Tubuh mereka seketika menjadi gemetar. Aura yang di keluarkan Zayn sangat menakutkan. Bahkan tak ada satupun yang berani menahan Zayn membawa Citra keluar.
Ahmad yang sedari tadi merasa gelisah karena Zayn yang terlalu lama di dalam club, kini bahunya merosot lega kala melihat Zayn keluar dengan membawa Citra. Tapi matanya tertuju pada luka yang di dapati di pinggir bibir Zayn.
“Kenapa bibirnya, Ustadz?” tanya Ahmad mengernyit keningnya. Selama berada di samping Zayn, ia sama sekali tidak pernah melihat luka di wajah Zayn.
“Ada sedikit masalah di dalam. Tapi tidak apa-apa. Kamu tidak usah khawatir,” jawab Zayn sambil membaringkan tubuh Citra di kursi belakang mobil.
Ahmad melanjutkan kembali interogasinya di dalam mobil hingga tak terasa kini mereka sudah sampai di rumah.
“Saya gendong, Ustadz?” Ahmad terlebih dahulu menawarkan bantuan.
“Terima kasih, Ahmad. Tapi sekarang Mbak Citra sudah menjadi istri saya.” Zayn menggendong tubuh istrinya masuk ke dalam kamar.

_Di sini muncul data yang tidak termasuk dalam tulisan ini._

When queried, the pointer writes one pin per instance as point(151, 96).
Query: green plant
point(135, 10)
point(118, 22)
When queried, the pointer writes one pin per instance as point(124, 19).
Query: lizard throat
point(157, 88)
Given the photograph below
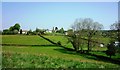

Di baringkan di atas kasur dan detik kemudian Citra tanpa sandar siapa di depannya malah mengalungkan tangannya penuh penekanan hingga wajah keduanya berjarak hanya beberapa senti.
“Cium,” gumam Citra memayunkan bibir, sontak membuat Zayn terpaku—menarik napas beratnya.
“Duh, bisa khilaf ni. Tapi halal. Coba saja.”